Depuis le début du drame polonais, l’Allemagne en a suivi, avec une attention très éveillée, les péripéties émouvantes. Constamment partagée entre l’espérance et la crainte, elle n’a cessé de supputer ses chances et de guetter l’occasion. Au moment même où l’armée polonaise se redressait, devant Varsovie, dans un admirable mouvement stratégique, un des organes officieux du Reich, la Gazette de Cologne, prenant un peu vite ses intimes désirs pour la réalité, annonçait déjà triomphalement la chute de la vieille capitale. Elle nous montrait la Pologne, battue et repentante, agenouillée devant l’Allemagne et renonçant à toutes les clauses qui ont été insérées dans le traité pour assurer son indépendance. Malheureuse Pologne, qui paraît éternellement condamnée à recommencer son histoire et à être alternativement la victime des Allemands et des Russes, voici qu’elle a, une fois de plus, à se débattre contre la double étreinte de ces ennemis héréditaires.

On sait qu’il y avait, dans l’article 87 du traité de Versailles, une lacune grave, rendue, à vrai dire, inévitable par la révolution russe.
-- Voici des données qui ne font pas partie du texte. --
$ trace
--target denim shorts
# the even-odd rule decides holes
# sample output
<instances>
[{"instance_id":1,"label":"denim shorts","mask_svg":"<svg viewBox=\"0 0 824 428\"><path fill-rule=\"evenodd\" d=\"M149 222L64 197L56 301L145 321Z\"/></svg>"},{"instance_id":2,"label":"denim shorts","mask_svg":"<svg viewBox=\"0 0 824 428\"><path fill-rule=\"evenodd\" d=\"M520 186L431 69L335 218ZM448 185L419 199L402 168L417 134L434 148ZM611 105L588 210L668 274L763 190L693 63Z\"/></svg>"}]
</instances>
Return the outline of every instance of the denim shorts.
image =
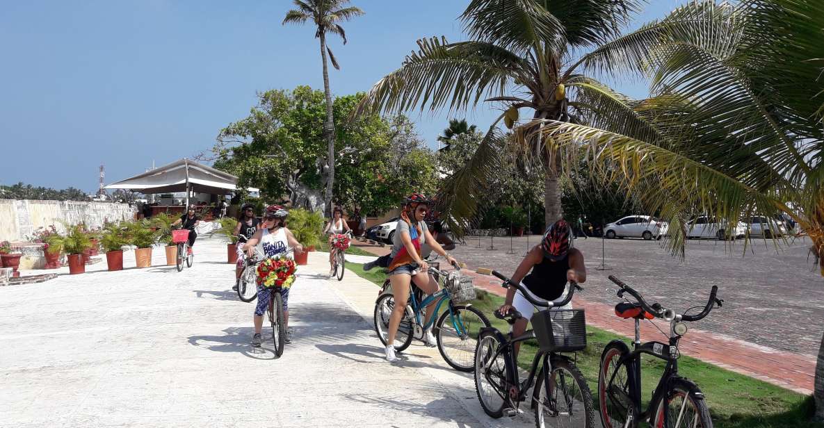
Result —
<instances>
[{"instance_id":1,"label":"denim shorts","mask_svg":"<svg viewBox=\"0 0 824 428\"><path fill-rule=\"evenodd\" d=\"M397 268L392 269L389 272L389 276L392 275L409 275L412 276L418 273L418 263L406 263L401 264Z\"/></svg>"}]
</instances>

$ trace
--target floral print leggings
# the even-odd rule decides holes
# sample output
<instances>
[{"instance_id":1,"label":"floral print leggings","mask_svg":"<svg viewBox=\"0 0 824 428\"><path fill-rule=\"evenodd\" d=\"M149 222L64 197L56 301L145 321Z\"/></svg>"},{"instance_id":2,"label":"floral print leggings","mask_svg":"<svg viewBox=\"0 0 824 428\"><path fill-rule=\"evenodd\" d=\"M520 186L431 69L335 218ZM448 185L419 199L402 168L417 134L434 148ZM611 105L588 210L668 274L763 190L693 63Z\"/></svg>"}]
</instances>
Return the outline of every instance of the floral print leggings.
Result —
<instances>
[{"instance_id":1,"label":"floral print leggings","mask_svg":"<svg viewBox=\"0 0 824 428\"><path fill-rule=\"evenodd\" d=\"M280 289L280 295L283 298L283 312L286 312L289 310L289 289ZM255 306L255 314L262 317L266 309L269 309L269 301L271 299L272 287L258 286L258 303Z\"/></svg>"}]
</instances>

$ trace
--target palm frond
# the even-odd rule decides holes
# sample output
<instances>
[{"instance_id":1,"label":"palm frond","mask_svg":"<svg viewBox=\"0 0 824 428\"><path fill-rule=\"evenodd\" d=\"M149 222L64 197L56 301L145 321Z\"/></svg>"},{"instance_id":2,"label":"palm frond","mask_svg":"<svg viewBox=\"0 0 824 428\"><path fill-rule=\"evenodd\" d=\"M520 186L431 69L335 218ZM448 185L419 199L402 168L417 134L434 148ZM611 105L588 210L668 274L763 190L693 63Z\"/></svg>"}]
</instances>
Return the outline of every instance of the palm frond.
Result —
<instances>
[{"instance_id":1,"label":"palm frond","mask_svg":"<svg viewBox=\"0 0 824 428\"><path fill-rule=\"evenodd\" d=\"M416 106L459 111L485 97L502 95L515 77L529 72L525 60L487 43L432 38L418 40L418 46L400 69L372 86L353 114L399 113Z\"/></svg>"}]
</instances>

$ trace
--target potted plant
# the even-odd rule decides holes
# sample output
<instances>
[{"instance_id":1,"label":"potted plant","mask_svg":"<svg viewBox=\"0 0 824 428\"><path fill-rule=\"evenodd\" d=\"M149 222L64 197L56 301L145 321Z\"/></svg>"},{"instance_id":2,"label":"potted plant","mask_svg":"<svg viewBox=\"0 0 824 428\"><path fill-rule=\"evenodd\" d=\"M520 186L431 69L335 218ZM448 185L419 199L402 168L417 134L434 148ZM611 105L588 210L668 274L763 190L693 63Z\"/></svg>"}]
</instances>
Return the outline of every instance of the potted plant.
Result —
<instances>
[{"instance_id":1,"label":"potted plant","mask_svg":"<svg viewBox=\"0 0 824 428\"><path fill-rule=\"evenodd\" d=\"M235 235L235 227L237 226L237 220L232 217L223 217L220 219L221 234L229 239L229 244L226 245L227 263L237 263L237 235Z\"/></svg>"},{"instance_id":2,"label":"potted plant","mask_svg":"<svg viewBox=\"0 0 824 428\"><path fill-rule=\"evenodd\" d=\"M91 240L82 225L67 226L66 233L60 239L52 241L68 254L68 272L72 275L86 272L83 254L91 248Z\"/></svg>"},{"instance_id":3,"label":"potted plant","mask_svg":"<svg viewBox=\"0 0 824 428\"><path fill-rule=\"evenodd\" d=\"M123 246L126 244L126 231L122 225L109 223L101 236L101 244L105 251L109 271L123 270Z\"/></svg>"},{"instance_id":4,"label":"potted plant","mask_svg":"<svg viewBox=\"0 0 824 428\"><path fill-rule=\"evenodd\" d=\"M287 224L295 239L304 248L308 249L323 242L321 238L323 235L323 216L321 212L312 212L302 208L290 210ZM300 265L307 264L308 258L306 252L295 254L295 261Z\"/></svg>"},{"instance_id":5,"label":"potted plant","mask_svg":"<svg viewBox=\"0 0 824 428\"><path fill-rule=\"evenodd\" d=\"M152 226L157 231L157 242L166 244L166 265L177 263L177 244L171 240L171 225L177 220L174 216L162 212L152 217Z\"/></svg>"},{"instance_id":6,"label":"potted plant","mask_svg":"<svg viewBox=\"0 0 824 428\"><path fill-rule=\"evenodd\" d=\"M157 232L152 230L150 221L131 221L127 226L129 243L137 247L134 260L138 268L152 266L152 245L157 240Z\"/></svg>"}]
</instances>

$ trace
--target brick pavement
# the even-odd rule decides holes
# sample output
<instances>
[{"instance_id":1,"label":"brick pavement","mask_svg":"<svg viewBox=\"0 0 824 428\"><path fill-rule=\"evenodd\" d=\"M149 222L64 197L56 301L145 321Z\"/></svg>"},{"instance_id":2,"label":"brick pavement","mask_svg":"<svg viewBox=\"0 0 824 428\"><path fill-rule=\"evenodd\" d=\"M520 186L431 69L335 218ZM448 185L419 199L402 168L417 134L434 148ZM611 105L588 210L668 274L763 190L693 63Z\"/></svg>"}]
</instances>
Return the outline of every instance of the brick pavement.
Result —
<instances>
[{"instance_id":1,"label":"brick pavement","mask_svg":"<svg viewBox=\"0 0 824 428\"><path fill-rule=\"evenodd\" d=\"M532 237L531 243L535 242L536 238ZM477 239L468 239L467 245L459 246L452 254L467 263L470 269L464 272L475 277L479 287L504 295L505 291L496 278L471 270L503 266L500 270L511 273L508 271L513 269L527 248L526 240L513 240L513 249L517 244L522 250L513 254L507 254L508 238L496 239L494 244L496 249L489 250L489 240L485 238L479 249ZM585 254L600 255L601 240L583 242L578 240L576 244ZM691 241L687 260L680 262L659 248L660 243L616 240L606 240L605 244L609 245L606 266L614 270L596 270L600 258L590 256L587 260L589 274L587 290L574 300L577 307L587 310L588 323L628 337L634 334L633 323L614 314L618 298L615 287L609 287L611 283L606 278L607 274L615 274L630 284L637 283L642 292L645 288L648 290L649 278L655 278L658 286L654 292L645 293L646 296L653 301L660 300L665 305L669 302L669 305L679 309L705 303L709 288L714 283L719 286L719 295L726 300L724 307L713 312L700 324L718 333L691 325L690 333L681 343L684 354L801 393L812 393L814 352L821 338L821 326L816 323L799 323L797 320L821 319L824 314L821 305L824 301L824 287L821 286L817 273L808 272L809 268L803 264L799 255L803 254L802 245L786 248L777 255L775 251L772 254L764 251L762 245L759 253L753 249L753 253L747 254L754 260L747 258L742 260L740 242L737 247L725 248L714 241ZM386 252L384 249L367 244L362 249L376 254ZM709 276L712 280L699 281L700 276ZM794 277L797 282L793 287L770 284L775 278L782 277ZM701 286L688 288L683 283L685 279L700 282ZM673 286L673 280L680 280L681 286ZM641 285L642 281L644 285ZM775 298L765 300L756 295L762 293ZM677 297L671 298L673 295ZM810 313L810 318L794 313L799 308L802 312ZM714 318L715 321L710 322ZM666 328L662 329L666 331ZM643 340L661 337L649 323L642 323L641 336Z\"/></svg>"}]
</instances>

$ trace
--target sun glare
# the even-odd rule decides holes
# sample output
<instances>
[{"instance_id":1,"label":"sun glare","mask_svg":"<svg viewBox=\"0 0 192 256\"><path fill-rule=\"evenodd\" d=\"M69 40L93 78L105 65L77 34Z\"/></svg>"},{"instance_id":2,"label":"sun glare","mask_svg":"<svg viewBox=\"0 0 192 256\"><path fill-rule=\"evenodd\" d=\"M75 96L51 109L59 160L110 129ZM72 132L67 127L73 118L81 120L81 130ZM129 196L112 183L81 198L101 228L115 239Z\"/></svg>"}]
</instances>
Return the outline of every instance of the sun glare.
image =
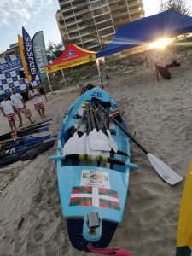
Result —
<instances>
[{"instance_id":1,"label":"sun glare","mask_svg":"<svg viewBox=\"0 0 192 256\"><path fill-rule=\"evenodd\" d=\"M170 43L170 40L167 38L161 38L158 41L155 41L154 43L149 44L149 48L160 48L164 49L168 44Z\"/></svg>"}]
</instances>

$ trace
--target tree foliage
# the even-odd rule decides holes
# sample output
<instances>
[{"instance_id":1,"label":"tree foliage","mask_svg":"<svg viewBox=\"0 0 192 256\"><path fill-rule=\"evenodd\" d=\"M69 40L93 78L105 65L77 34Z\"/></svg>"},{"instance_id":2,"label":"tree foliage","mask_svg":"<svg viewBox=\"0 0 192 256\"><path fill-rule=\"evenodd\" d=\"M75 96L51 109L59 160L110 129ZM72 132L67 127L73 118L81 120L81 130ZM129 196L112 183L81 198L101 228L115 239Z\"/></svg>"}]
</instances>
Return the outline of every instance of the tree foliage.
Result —
<instances>
[{"instance_id":1,"label":"tree foliage","mask_svg":"<svg viewBox=\"0 0 192 256\"><path fill-rule=\"evenodd\" d=\"M47 47L47 56L49 62L55 61L58 59L64 50L64 45L62 44L55 44L49 41Z\"/></svg>"},{"instance_id":2,"label":"tree foliage","mask_svg":"<svg viewBox=\"0 0 192 256\"><path fill-rule=\"evenodd\" d=\"M171 9L186 15L191 13L191 6L187 6L186 0L168 0L166 3L163 0L160 1L160 12Z\"/></svg>"}]
</instances>

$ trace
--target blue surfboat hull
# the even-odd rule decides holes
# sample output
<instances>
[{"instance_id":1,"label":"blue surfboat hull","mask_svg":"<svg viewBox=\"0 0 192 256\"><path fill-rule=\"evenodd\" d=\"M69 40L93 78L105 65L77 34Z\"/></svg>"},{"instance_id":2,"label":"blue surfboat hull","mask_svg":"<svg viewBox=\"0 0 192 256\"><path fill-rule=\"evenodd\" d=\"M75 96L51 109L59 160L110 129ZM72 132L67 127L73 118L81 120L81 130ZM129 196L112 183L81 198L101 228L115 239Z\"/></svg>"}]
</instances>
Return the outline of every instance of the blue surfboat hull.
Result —
<instances>
[{"instance_id":1,"label":"blue surfboat hull","mask_svg":"<svg viewBox=\"0 0 192 256\"><path fill-rule=\"evenodd\" d=\"M74 117L84 102L90 101L92 97L110 102L111 110L117 108L113 100L100 87L83 94L73 103L63 119L56 155L62 214L67 219L71 243L79 251L87 251L88 243L94 247L108 247L122 221L130 168L137 168L130 163L130 139L116 125L110 131L111 134L118 144L118 149L126 152L127 156L114 154L113 157L125 161L125 166L84 160L60 160L67 131L79 121ZM121 125L125 127L124 121ZM89 221L92 221L92 214L93 222L99 223L95 229L90 229L88 224Z\"/></svg>"}]
</instances>

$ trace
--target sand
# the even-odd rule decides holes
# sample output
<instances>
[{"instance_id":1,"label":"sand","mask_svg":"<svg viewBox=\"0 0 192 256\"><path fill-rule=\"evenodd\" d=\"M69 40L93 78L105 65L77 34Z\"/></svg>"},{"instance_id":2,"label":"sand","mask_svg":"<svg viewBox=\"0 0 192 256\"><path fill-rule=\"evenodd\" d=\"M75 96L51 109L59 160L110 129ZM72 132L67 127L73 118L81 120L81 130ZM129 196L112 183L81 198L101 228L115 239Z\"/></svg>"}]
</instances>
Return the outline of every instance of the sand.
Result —
<instances>
[{"instance_id":1,"label":"sand","mask_svg":"<svg viewBox=\"0 0 192 256\"><path fill-rule=\"evenodd\" d=\"M156 52L152 57L164 66L173 56L166 58ZM192 59L190 55L177 55L177 59L181 66L170 68L170 80L159 76L157 81L152 60L148 68L143 65L110 79L104 89L124 112L137 140L185 178L192 155ZM52 119L48 134L59 134L64 113L79 95L77 86L48 94L48 102L42 96L47 117ZM32 119L40 121L32 102L26 105L32 111ZM2 114L0 124L0 134L9 130ZM27 120L24 124L27 125ZM0 169L1 256L96 255L75 250L68 240L55 163L47 160L55 154L55 148L56 143L33 160ZM131 153L131 162L138 165L139 170L131 171L123 222L109 247L129 250L133 256L174 255L184 180L175 186L166 183L134 143Z\"/></svg>"}]
</instances>

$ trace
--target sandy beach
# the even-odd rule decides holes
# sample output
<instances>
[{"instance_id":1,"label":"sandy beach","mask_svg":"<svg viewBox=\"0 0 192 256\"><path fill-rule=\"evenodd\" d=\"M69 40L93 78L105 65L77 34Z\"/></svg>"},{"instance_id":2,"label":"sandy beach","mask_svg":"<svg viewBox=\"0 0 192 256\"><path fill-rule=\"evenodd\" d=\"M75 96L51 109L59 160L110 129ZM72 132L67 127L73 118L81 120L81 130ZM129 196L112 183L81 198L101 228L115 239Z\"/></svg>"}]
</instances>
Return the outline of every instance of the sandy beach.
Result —
<instances>
[{"instance_id":1,"label":"sandy beach","mask_svg":"<svg viewBox=\"0 0 192 256\"><path fill-rule=\"evenodd\" d=\"M154 59L166 66L174 58L181 66L169 69L171 79L159 74L158 81ZM106 67L109 68L108 62ZM186 56L184 52L175 55L156 51L148 58L148 68L146 64L131 67L127 61L130 72L104 84L137 140L184 178L175 186L164 183L147 156L132 143L131 162L139 170L131 171L123 222L109 247L124 248L132 256L175 255L181 197L192 156L191 67L191 52ZM49 93L48 102L42 96L47 118L52 119L47 134L59 134L62 117L79 96L78 85ZM32 111L32 119L40 122L32 102L26 106ZM29 125L26 119L24 124ZM9 131L2 113L0 125L0 135ZM47 160L55 154L56 143L33 160L0 168L0 256L96 255L76 251L68 240L55 163Z\"/></svg>"}]
</instances>

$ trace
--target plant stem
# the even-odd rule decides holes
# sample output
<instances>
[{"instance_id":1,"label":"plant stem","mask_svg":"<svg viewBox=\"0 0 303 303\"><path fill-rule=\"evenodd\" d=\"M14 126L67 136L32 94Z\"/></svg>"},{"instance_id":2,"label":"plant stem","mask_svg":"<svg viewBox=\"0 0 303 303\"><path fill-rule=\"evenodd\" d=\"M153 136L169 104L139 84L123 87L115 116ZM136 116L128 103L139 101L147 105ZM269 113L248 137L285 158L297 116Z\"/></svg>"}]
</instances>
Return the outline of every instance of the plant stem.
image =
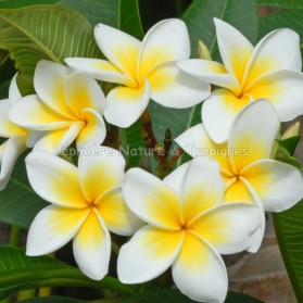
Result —
<instances>
[{"instance_id":1,"label":"plant stem","mask_svg":"<svg viewBox=\"0 0 303 303\"><path fill-rule=\"evenodd\" d=\"M118 128L114 125L111 125L111 130L113 136L113 148L118 150L119 149Z\"/></svg>"},{"instance_id":2,"label":"plant stem","mask_svg":"<svg viewBox=\"0 0 303 303\"><path fill-rule=\"evenodd\" d=\"M148 135L149 139L151 140L150 146L151 146L152 149L154 149L154 147L156 146L157 142L156 142L155 136L153 134L151 118L150 118L150 114L149 114L148 110L146 110L142 113L141 119L142 119L142 123L143 123L143 128L147 131L147 135Z\"/></svg>"},{"instance_id":3,"label":"plant stem","mask_svg":"<svg viewBox=\"0 0 303 303\"><path fill-rule=\"evenodd\" d=\"M27 289L18 292L17 294L17 302L25 300L25 299L30 299L36 295L36 289Z\"/></svg>"}]
</instances>

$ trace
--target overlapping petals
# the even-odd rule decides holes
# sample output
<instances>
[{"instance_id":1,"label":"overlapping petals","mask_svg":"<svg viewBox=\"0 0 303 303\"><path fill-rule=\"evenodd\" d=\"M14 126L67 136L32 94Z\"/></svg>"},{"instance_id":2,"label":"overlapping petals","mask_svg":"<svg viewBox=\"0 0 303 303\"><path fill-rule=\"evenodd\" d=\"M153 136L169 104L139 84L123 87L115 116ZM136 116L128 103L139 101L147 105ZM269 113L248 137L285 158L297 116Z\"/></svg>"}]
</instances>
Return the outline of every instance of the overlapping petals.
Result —
<instances>
[{"instance_id":1,"label":"overlapping petals","mask_svg":"<svg viewBox=\"0 0 303 303\"><path fill-rule=\"evenodd\" d=\"M47 130L35 150L59 154L74 140L78 149L103 142L105 98L96 80L66 66L40 61L34 86L37 94L22 98L10 109L9 117L26 129Z\"/></svg>"},{"instance_id":2,"label":"overlapping petals","mask_svg":"<svg viewBox=\"0 0 303 303\"><path fill-rule=\"evenodd\" d=\"M216 249L224 253L247 249L261 214L255 206L223 203L218 164L197 157L163 181L132 168L126 173L123 193L129 209L148 225L122 247L119 279L144 282L173 266L174 281L186 295L224 302L227 274Z\"/></svg>"},{"instance_id":3,"label":"overlapping petals","mask_svg":"<svg viewBox=\"0 0 303 303\"><path fill-rule=\"evenodd\" d=\"M296 167L270 159L279 127L270 103L258 100L238 114L227 144L212 142L203 125L188 129L176 141L192 156L220 163L227 186L225 202L254 203L253 190L266 211L280 212L302 199L303 177Z\"/></svg>"},{"instance_id":4,"label":"overlapping petals","mask_svg":"<svg viewBox=\"0 0 303 303\"><path fill-rule=\"evenodd\" d=\"M178 66L189 75L225 89L205 101L202 121L211 138L227 140L232 121L241 109L267 99L282 122L303 113L303 74L299 35L288 28L269 33L256 46L231 25L215 18L224 65L205 60L185 60Z\"/></svg>"},{"instance_id":5,"label":"overlapping petals","mask_svg":"<svg viewBox=\"0 0 303 303\"><path fill-rule=\"evenodd\" d=\"M87 149L80 154L76 168L51 153L35 151L26 157L26 168L34 190L52 203L35 217L26 253L47 254L74 239L79 268L102 279L111 255L109 229L129 236L141 226L122 195L123 156L111 148L94 147L93 153Z\"/></svg>"},{"instance_id":6,"label":"overlapping petals","mask_svg":"<svg viewBox=\"0 0 303 303\"><path fill-rule=\"evenodd\" d=\"M184 109L209 97L209 84L201 84L176 66L177 61L190 55L184 22L162 21L147 33L142 42L118 29L98 24L94 38L109 61L67 58L65 62L97 79L123 85L106 97L109 104L104 115L111 124L130 126L151 98L164 106Z\"/></svg>"}]
</instances>

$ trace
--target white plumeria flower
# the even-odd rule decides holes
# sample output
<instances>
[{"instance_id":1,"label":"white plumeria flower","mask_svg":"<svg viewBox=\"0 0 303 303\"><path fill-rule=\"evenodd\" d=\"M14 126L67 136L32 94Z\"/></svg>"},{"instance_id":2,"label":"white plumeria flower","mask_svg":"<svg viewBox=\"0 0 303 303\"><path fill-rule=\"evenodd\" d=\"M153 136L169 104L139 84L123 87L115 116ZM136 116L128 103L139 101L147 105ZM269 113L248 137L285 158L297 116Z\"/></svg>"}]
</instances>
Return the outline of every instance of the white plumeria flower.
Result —
<instances>
[{"instance_id":1,"label":"white plumeria flower","mask_svg":"<svg viewBox=\"0 0 303 303\"><path fill-rule=\"evenodd\" d=\"M105 98L94 79L61 64L40 61L34 86L37 94L16 102L9 117L24 128L48 130L35 150L60 153L75 139L78 149L103 142Z\"/></svg>"},{"instance_id":2,"label":"white plumeria flower","mask_svg":"<svg viewBox=\"0 0 303 303\"><path fill-rule=\"evenodd\" d=\"M102 279L111 255L109 230L130 236L141 226L122 195L124 157L105 147L87 149L77 168L37 151L26 157L26 167L34 190L52 203L30 225L26 254L48 254L74 239L74 255L81 272L91 279Z\"/></svg>"},{"instance_id":3,"label":"white plumeria flower","mask_svg":"<svg viewBox=\"0 0 303 303\"><path fill-rule=\"evenodd\" d=\"M8 138L0 146L0 190L4 189L12 175L14 164L27 147L33 147L39 136L13 124L8 117L8 111L22 96L16 85L16 75L13 77L9 99L0 101L0 137Z\"/></svg>"},{"instance_id":4,"label":"white plumeria flower","mask_svg":"<svg viewBox=\"0 0 303 303\"><path fill-rule=\"evenodd\" d=\"M267 99L282 122L303 114L303 75L299 35L288 28L269 33L254 48L231 25L215 18L223 64L192 59L179 62L186 73L223 87L204 102L202 121L212 139L227 140L237 113Z\"/></svg>"},{"instance_id":5,"label":"white plumeria flower","mask_svg":"<svg viewBox=\"0 0 303 303\"><path fill-rule=\"evenodd\" d=\"M173 266L182 293L200 302L224 302L228 279L219 253L245 249L261 224L257 207L223 204L224 188L218 164L202 157L163 181L140 168L128 171L126 203L148 225L122 247L119 280L146 282Z\"/></svg>"},{"instance_id":6,"label":"white plumeria flower","mask_svg":"<svg viewBox=\"0 0 303 303\"><path fill-rule=\"evenodd\" d=\"M118 86L106 97L104 116L118 127L128 127L146 110L148 102L176 109L190 108L210 94L210 85L181 73L179 60L190 55L185 23L165 20L155 24L143 41L104 24L94 28L96 41L106 60L67 58L68 66Z\"/></svg>"},{"instance_id":7,"label":"white plumeria flower","mask_svg":"<svg viewBox=\"0 0 303 303\"><path fill-rule=\"evenodd\" d=\"M191 156L212 157L226 181L225 203L256 203L261 210L282 212L303 198L300 169L272 157L280 128L278 114L265 100L244 108L231 125L228 141L216 144L203 124L181 134L176 142ZM256 251L265 222L249 251Z\"/></svg>"}]
</instances>

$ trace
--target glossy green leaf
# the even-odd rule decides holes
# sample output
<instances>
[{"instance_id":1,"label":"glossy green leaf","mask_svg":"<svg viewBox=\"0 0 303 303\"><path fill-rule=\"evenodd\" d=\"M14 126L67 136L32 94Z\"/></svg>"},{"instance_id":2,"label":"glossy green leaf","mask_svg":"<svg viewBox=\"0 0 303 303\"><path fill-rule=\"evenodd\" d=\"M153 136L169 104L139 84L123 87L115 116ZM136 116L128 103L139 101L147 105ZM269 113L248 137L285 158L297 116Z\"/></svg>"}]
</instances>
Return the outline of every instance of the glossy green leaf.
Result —
<instances>
[{"instance_id":1,"label":"glossy green leaf","mask_svg":"<svg viewBox=\"0 0 303 303\"><path fill-rule=\"evenodd\" d=\"M178 290L173 289L157 289L146 292L140 292L124 299L122 303L194 303L197 301L190 300L188 296L181 294ZM252 296L228 292L225 303L262 303L262 301Z\"/></svg>"},{"instance_id":2,"label":"glossy green leaf","mask_svg":"<svg viewBox=\"0 0 303 303\"><path fill-rule=\"evenodd\" d=\"M0 222L28 228L36 214L48 203L31 189L22 156L14 168L11 180L0 191Z\"/></svg>"},{"instance_id":3,"label":"glossy green leaf","mask_svg":"<svg viewBox=\"0 0 303 303\"><path fill-rule=\"evenodd\" d=\"M48 256L26 256L16 248L0 247L0 299L25 289L41 287L89 287L112 289L130 295L132 290L117 279L91 280L78 268Z\"/></svg>"},{"instance_id":4,"label":"glossy green leaf","mask_svg":"<svg viewBox=\"0 0 303 303\"><path fill-rule=\"evenodd\" d=\"M104 23L139 39L143 36L138 0L2 0L0 9L20 9L39 4L67 7L81 13L92 26Z\"/></svg>"},{"instance_id":5,"label":"glossy green leaf","mask_svg":"<svg viewBox=\"0 0 303 303\"><path fill-rule=\"evenodd\" d=\"M62 0L1 0L0 9L20 9L39 4L58 4Z\"/></svg>"},{"instance_id":6,"label":"glossy green leaf","mask_svg":"<svg viewBox=\"0 0 303 303\"><path fill-rule=\"evenodd\" d=\"M34 92L37 62L63 62L66 56L100 56L87 20L76 11L51 5L0 10L0 48L10 51L21 72L23 94Z\"/></svg>"},{"instance_id":7,"label":"glossy green leaf","mask_svg":"<svg viewBox=\"0 0 303 303\"><path fill-rule=\"evenodd\" d=\"M198 58L198 40L219 60L213 18L222 18L238 28L252 43L257 39L257 11L254 0L195 0L182 15L190 35L191 54Z\"/></svg>"},{"instance_id":8,"label":"glossy green leaf","mask_svg":"<svg viewBox=\"0 0 303 303\"><path fill-rule=\"evenodd\" d=\"M257 13L254 0L194 0L182 15L191 40L191 55L198 58L198 40L209 47L214 60L219 60L213 17L219 17L237 27L252 42L257 37ZM162 142L164 131L169 128L173 139L189 127L201 123L201 104L191 109L174 110L161 106L154 102L149 105L153 127L157 139ZM173 153L177 146L173 146ZM180 157L177 165L186 161Z\"/></svg>"},{"instance_id":9,"label":"glossy green leaf","mask_svg":"<svg viewBox=\"0 0 303 303\"><path fill-rule=\"evenodd\" d=\"M303 9L303 0L256 0L257 4L282 9Z\"/></svg>"},{"instance_id":10,"label":"glossy green leaf","mask_svg":"<svg viewBox=\"0 0 303 303\"><path fill-rule=\"evenodd\" d=\"M20 290L35 288L39 279L47 279L49 273L73 267L54 258L26 256L24 250L0 247L0 299Z\"/></svg>"},{"instance_id":11,"label":"glossy green leaf","mask_svg":"<svg viewBox=\"0 0 303 303\"><path fill-rule=\"evenodd\" d=\"M74 298L50 295L50 296L36 296L18 301L18 303L87 303L87 301L77 300Z\"/></svg>"},{"instance_id":12,"label":"glossy green leaf","mask_svg":"<svg viewBox=\"0 0 303 303\"><path fill-rule=\"evenodd\" d=\"M303 302L303 200L290 210L273 214L279 248L298 302Z\"/></svg>"},{"instance_id":13,"label":"glossy green leaf","mask_svg":"<svg viewBox=\"0 0 303 303\"><path fill-rule=\"evenodd\" d=\"M139 39L143 36L138 0L64 0L61 5L79 11L92 26L104 23Z\"/></svg>"},{"instance_id":14,"label":"glossy green leaf","mask_svg":"<svg viewBox=\"0 0 303 303\"><path fill-rule=\"evenodd\" d=\"M303 9L296 11L286 11L281 13L270 14L260 20L260 38L264 37L272 30L281 27L288 27L295 30L301 38L301 53L303 54L303 23L299 22L303 18Z\"/></svg>"}]
</instances>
En proclamant la résurrection de la Pologne, cet article déterminait, bien entendu, la frontière commune de l’Allemagne et de l’État reconstitué; mais il ne traçait pas, et pour cause, les limites orientales. Il se bornait à dire : « Les frontières de la Pologne qui ne sont pas spécifiées par le présent traité, seront ultérieurement fixées par les principales Puissances alliées et associées. » Depuis que le traité est entré en vigueur, cette disposition est restée lettre morte. Les « principales Puissances alliées et associées » n’entretenant pas avec les Soviets de relations diplomatiques, il était impossible de procéder, avec l’assentiment de la Russie, à la délimitation annoncée. Mais, faute d’une démarcation contradictoire, il eût été prudent de nous entendre avec la Pologne sur la ligne qu’en aucun cas elle ne devrait dépasser.